Il dramma Ilva è un naufragio di un governo senz'anima

Il dramma Ilva è un naufragio di un governo senz'anima

L e ciminiere bianche e rosse che vomitano fumo controvento. La fabbrica muta che non produce più acciaio. Il mare di Taranto sullo sfondo. La scelta senza speranza tra morte e lavoro. Quelli che dovevano ricostruire il futuro se ne vanno stracciando il contratto che nessuno voleva rispettare. Questa è l'Ilva e il governo non ha uno straccio di risposta.

L'Ilva avvelena anche i partiti di maggioranza e almeno in questo caso non è un dramma. È solo il simbolo di un Paese che sta naufragando. L'Ilva corrode, scarnifica, mette a nudo il corpo del Conte bis. È un governo seduto sul nulla. Non può dare risposte perché non ha una politica. Non ha una politica industriale e non ha una politica sul resto. È un accordo che ha come unico sentimento il tirare a campare. È questa la sua maledizione: essere senza sostanza. Allora quando si trova di fronte a qualcosa di serio, che obbliga a scelte difficili e costose, sa solo alzare le mani, arrendersi e confessare davanti a tutti la propria inconsapevolezza. «Non sappiamo cosa fare». E così sia.

Tutto questo non ha soltanto un costo elettorale. Chi se ne frega. È qualcosa che va molto più in profondità e colpisce la ragione d'essere dei due azionisti più forti della maggioranza. Il Pd da tempo ha perso la sua vocazione a partito del lavoro. L'Ilva rischia però di essere il punto di non ritorno. Cosa è oggi il Pd? Una forza politica che è disposta a sacrificare ogni valore pur di governare. Il paradosso è che più perde e più governa. È una mossa che può apparire furba, ma in realtà li sta consumando. A volte un viaggio nel deserto è molto più utile di accasarsi su una poltrona. Questo viaggio nel Pd non sono stati mai capaci di farlo e continuano a prendere scorciatoie per ritornare al potere. Il risultato è che da anni e anni non sono più capaci di dare risposte, ma si arroccano in una presunta superiorità morale. Noi governiamo perché siamo i giusti. Non funziona più. Se ne stanno accorgendo anche Zingaretti e gli altri capi del Pd. Fino a che punto conviene stare in un governo che non ha un'anima? È quello che si stanno dicendo in questi giorni. Solo che non hanno il coraggio e il carisma per fare lo strappo.

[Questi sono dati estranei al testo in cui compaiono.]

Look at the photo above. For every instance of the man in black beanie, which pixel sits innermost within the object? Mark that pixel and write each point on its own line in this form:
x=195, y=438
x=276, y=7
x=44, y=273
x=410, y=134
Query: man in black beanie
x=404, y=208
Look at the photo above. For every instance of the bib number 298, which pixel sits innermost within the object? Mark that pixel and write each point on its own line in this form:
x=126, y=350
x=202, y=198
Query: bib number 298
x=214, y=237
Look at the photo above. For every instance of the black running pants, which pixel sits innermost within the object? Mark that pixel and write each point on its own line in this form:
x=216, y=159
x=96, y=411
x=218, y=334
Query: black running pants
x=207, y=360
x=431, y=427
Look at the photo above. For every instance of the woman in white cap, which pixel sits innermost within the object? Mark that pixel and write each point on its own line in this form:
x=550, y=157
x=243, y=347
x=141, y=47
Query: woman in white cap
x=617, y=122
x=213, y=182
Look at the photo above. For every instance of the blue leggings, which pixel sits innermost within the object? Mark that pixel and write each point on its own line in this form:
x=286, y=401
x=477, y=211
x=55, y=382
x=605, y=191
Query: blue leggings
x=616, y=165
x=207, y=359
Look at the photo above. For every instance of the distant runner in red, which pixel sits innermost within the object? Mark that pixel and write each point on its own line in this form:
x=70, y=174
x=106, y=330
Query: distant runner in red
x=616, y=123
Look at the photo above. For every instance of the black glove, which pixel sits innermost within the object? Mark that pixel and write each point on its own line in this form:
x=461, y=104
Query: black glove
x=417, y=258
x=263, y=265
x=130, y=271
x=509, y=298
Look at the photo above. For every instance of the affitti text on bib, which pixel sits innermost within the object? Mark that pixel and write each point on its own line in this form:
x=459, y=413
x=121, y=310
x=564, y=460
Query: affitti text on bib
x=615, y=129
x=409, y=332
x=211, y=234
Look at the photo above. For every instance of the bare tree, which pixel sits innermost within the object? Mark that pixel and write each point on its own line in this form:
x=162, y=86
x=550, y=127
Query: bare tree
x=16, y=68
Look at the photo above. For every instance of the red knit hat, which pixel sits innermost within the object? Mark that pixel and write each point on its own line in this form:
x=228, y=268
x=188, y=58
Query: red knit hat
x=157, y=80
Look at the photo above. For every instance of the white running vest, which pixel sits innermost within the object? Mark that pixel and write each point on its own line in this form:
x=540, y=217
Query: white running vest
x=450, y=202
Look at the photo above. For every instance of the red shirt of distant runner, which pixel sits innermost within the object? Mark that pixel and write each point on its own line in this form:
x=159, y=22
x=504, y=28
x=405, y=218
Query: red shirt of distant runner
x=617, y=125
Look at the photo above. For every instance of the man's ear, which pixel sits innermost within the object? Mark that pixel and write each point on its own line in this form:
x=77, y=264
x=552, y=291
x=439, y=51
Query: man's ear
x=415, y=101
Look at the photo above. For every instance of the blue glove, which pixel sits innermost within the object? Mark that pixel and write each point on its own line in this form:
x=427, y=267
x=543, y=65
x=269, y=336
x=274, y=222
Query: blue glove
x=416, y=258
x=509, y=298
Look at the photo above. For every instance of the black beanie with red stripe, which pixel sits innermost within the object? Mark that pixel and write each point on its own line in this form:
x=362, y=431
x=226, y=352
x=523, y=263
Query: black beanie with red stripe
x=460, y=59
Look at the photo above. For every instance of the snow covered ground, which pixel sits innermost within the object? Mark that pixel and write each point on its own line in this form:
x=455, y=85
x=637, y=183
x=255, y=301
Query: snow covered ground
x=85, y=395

Se si guarda in casa Cinque stelle la situazione è ancora più surreale. Non è rimasto quasi più nulla del Movimento che aveva illuso il 30 e passa per cento degli elettori italiani, quelli che votano. I grillini sono smarriti. Hanno perso tutte le certezze. Un tempo chiedevano la chiusura degli stabilimenti dell'Ilva e sognavano per Taranto un futuro da Silicon Valley. Irrealizzabile? Utopia? Si poteva essere d'accordo o meno sulle parole di Grillo, ma almeno c'era un progetto, un'idea, non questo balbettio, questo arrampicarsi su specchi sempre più scivolosi. L'Ilva è l'ultimo dei tanti tradimenti. Il volto di questo fallimento è il loro capo politico, Luigi Di Maio, ormai sempre più contestato dai suoi parlamentari. Si sta sgretolando anche il sorriso buono per tutte le stagioni di Giuseppe Conte. Il suo governo non risolve, accantona. Fa una manovra senza spina dorsale e non ha risposte per nessuno.

La Cgia fa sapere che in 10 anni i consumi delle famiglie sono crollati di 21 e passa miliardi. Almeno 200mila botteghe artigiane e piccoli negozi hanno chiuso. Il problema dell'Italia è la nuova povertà. Nessuno l'ha abolita. Nessuno dà risposte. Tutti gridano e si azzuffano.